Cursor. Velho no novo, novo no velho.
terça-feira, 14 de maio de 2013
Orelhas
Pequeno, até o meu joelho. Os olhos, grandes e um tom verde que não saberia descrever.
Olhou para mim, na porta do hortifruti, em pleno domingo de sol seco começo de outono céu lindo.
Compras clássicas, para iniciar a semana. Mas ele não. Estava próximo ao pai, mexendo em algo que não sei o que era, pois o que meu chamou a atenção foram suas orelhas. Pretas, como um tiara, acima da cabeça. Ele estava de orelhas de Mickey domingo. Não sei sei nome, não sei quantos pequenos anos tem, não sei onde mora, nem sei se ele prefere groselha ou brócolis, improvável. Se estava indo passear ou se o passeio era lá. Só sei que eu passei por ele, olhei por segundo nos olhinhos, e comecei a rir por conta das orelhas.
Não conseguia escolher nada do que eu queria pensando na possibilidade daquele lugar estar cheio de adultos e cada um fantasiado do personagem que mais gosta. Ou com uma parte da fantasia do seu personagem favorito. Me peguei rindo de novo. Pensando no mundo das crianças, que tornam tão simples seus sonhos, vão lá e fazer acontecer, com objetos de plástico, que representam sua vontade de ser outro ou de imaginar que podem ter poderes especiais.
Fiquei pensando que tipo de herói ou heroína eu gostaria de ser.
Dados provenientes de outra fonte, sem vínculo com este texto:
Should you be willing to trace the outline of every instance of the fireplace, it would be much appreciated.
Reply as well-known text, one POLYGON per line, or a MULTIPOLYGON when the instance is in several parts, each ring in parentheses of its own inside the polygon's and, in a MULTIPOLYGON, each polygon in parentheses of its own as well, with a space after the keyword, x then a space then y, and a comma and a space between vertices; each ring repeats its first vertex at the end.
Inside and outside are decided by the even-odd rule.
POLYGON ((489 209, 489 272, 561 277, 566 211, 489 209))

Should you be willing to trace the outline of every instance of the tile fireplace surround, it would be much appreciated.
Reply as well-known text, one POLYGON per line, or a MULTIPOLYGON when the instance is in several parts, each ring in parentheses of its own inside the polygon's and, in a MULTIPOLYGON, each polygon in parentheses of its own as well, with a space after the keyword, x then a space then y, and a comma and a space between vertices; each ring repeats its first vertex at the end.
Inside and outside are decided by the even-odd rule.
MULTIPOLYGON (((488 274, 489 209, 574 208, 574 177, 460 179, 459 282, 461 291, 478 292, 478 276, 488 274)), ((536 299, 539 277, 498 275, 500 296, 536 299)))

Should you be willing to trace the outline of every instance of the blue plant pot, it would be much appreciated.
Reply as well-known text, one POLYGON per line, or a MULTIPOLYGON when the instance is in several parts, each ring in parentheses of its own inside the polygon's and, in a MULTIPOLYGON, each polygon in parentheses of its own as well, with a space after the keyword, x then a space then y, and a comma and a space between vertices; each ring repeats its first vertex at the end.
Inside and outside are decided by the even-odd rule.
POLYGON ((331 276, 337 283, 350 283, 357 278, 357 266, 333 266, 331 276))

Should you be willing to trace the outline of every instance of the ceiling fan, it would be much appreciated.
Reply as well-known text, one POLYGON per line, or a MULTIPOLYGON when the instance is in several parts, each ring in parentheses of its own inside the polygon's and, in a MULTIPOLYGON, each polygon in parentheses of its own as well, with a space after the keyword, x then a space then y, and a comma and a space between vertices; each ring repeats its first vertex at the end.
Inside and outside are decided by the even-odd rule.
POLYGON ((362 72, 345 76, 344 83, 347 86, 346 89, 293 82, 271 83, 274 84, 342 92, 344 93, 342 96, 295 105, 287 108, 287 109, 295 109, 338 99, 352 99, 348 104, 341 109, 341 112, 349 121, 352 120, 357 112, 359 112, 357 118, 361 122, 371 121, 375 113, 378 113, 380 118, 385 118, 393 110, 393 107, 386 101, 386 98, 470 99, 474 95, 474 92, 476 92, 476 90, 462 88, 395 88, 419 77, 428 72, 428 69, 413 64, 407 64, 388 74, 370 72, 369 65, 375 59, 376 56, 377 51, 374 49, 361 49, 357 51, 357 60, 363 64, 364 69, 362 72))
Que peça representativa eu iria usar, num domingo de manhã, para ir até o hortifruti. Lembro do 'Ensaio sobre a Cegueira', branca, que ninguém vê ninguém, que o caos se torna o único objeto de euforia. As prateleiras devastadas pela ânsia do ser humano e imaginar a fome, tão perto. Nisso tudo, imagina se o caos fossem as fantasias? Que cor seria a sua? A minha? Do que eu me vestiria?